There are all sorts of visual cues that can be determined when you take a similar construct but instead use it to look for relationships across the landscape. The three I chose below to demonstrate are [1] How T1/MAS/IH see the new ODAC conference in the D3MVB landscape [2] A look at the density of teams belonging to the top 4 conferences in the D3MVB landscape [3] The competitive strength of the new programs along the landscape as of right now – 1st & 2nd Year
As a part of “Tuesdays with MORE” posted earlier this week, I mentioned that there’s been a history of Massey and IH rating Midwest teams a little stronger than the T100. i.e. The T100 rating Midwest teams a little weaker than the other two models. (Goes both ways…) I decided to create a visual of this by differentiating Midwest teams within Quintiles of the strongest 125 teams across the landscape. (Each Quintile is a 20% cross section – 25 teams per – of the whole.) The varying shades of red show each team belonging to its Midwest conference, plus Wisconsin Steven’s Point, who I originally thought was the lone independent in the region. Now, it occurs to me Westminster (MO) should probably find its way on to this graphic should I create it again any time in the future. This would make 30 Midwest teams out of the 127 from the NCAA D3 landscape still playing – A little less than a quarter of them. The ribbons below show a density of where they fall on the distribution. Note the “black arrows” showing a transition from the T100 <—> Massey <—> Inside Hitter regarding their Midwest ranked positions. This pattern shows how Massey’s algorithm has a tendency to rate the Midwest better than both IH & T100 at various points along the spectrum, and to a much lesser degree, the IH algorithm ranking this region’s teams, on average, just a smidge stronger than what the T100 claims. These are differences, the degree to which aren’t systematic across every part of the distribution, nor do they have a magnitude elevated large enough to be remotely concerning.

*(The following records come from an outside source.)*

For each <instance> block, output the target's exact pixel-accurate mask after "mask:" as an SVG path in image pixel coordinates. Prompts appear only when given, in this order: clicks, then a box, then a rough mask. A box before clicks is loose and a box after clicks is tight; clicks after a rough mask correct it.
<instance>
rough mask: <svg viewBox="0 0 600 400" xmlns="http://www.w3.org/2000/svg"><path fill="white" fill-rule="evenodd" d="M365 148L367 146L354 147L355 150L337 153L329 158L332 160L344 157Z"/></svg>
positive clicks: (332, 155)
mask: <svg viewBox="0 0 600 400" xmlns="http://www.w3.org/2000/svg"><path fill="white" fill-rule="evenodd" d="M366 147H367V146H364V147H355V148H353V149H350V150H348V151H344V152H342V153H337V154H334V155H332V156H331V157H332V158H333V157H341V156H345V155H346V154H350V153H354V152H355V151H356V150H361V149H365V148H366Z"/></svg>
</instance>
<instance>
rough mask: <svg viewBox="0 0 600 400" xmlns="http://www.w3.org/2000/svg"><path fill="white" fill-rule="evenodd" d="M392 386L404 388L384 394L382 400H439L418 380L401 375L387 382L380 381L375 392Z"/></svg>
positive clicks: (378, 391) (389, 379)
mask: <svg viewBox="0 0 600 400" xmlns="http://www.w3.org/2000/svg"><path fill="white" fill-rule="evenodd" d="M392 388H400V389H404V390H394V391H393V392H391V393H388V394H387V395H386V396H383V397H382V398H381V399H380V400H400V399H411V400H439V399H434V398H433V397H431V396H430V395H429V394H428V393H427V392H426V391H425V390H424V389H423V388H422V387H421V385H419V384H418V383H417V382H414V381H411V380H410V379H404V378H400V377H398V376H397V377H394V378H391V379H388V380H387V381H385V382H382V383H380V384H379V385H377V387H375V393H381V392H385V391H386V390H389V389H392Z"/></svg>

Even if those seen below had been systematic & large enough across the whole spectrum of the D3MVB landscape, there’s absolutely no evidence for any one being closer to the truth than the others to make it the standard! In fact, there is strong evidence against that! Does not matter either way, however, because as I’ve said a number of times before, “None has skin in the game!” i.e. There’s no injury to any region, conference, team or player even had such an assertion been able to be proved.
The same kind of graphic as above with color coded noise on a scatterplot (like the one shown on Tuesdays with MORE a couple days ago) might demonstrate if any model favors specific conference(s), too. i.e. Not only a regional subgroup like that shown above. If there ever were enough evidence for any to be disadvantaged by an algorithmic systemic bias, then it stands to reason there might be some others to have been a beneficiary of the same. Possibly conferences all from the same region, or even a subset of teams all from the same conference, if the sample sizes were large enough. After all, it is the conferences who mandate every team plays each other thus offering the most compelling evidence for team strength, sometimes more than any of the models, themselves. Normally, you’d think three times the match data from out of conference matches would provide more confidence for a team’s strength, but there are times when non-conference play can confound those results, too. Just the other day I invited my wife to come take a look at a match rated nearly 50-50 by the T100, between two teams ranked in the high 30’s. It was being played in the 5th set with a score of 12-10 in the moment and an equal number of points scored on both sides throughout, and then I said to her, “Check out the team’s records on the top.” One was 11-5 and the other was 1-7. Not being mathematically inclined, she just shook her head in disbelief. And then I thought how unfortunate a team would have been this year to have already defeated the 1-7 team rather than the one that was 11-5 so far. That is more confounding than it is clarifying!
With the T100, Massey, and IH algorithms presently entrenched as equivalently truthful strength valuation models for D3MVB, it makes sense they could act as a standard to measure the NPI when it is unveiled to the public. Measuring both the magnitude and any systematic nature of its noise would be a key to either an endorsement or an indictment of its veracity. With the NPI being introduced in a year, when at its best, might have to leave at least 2 of the top 10 home for the dance, I’d hate to see it at anything other than its best.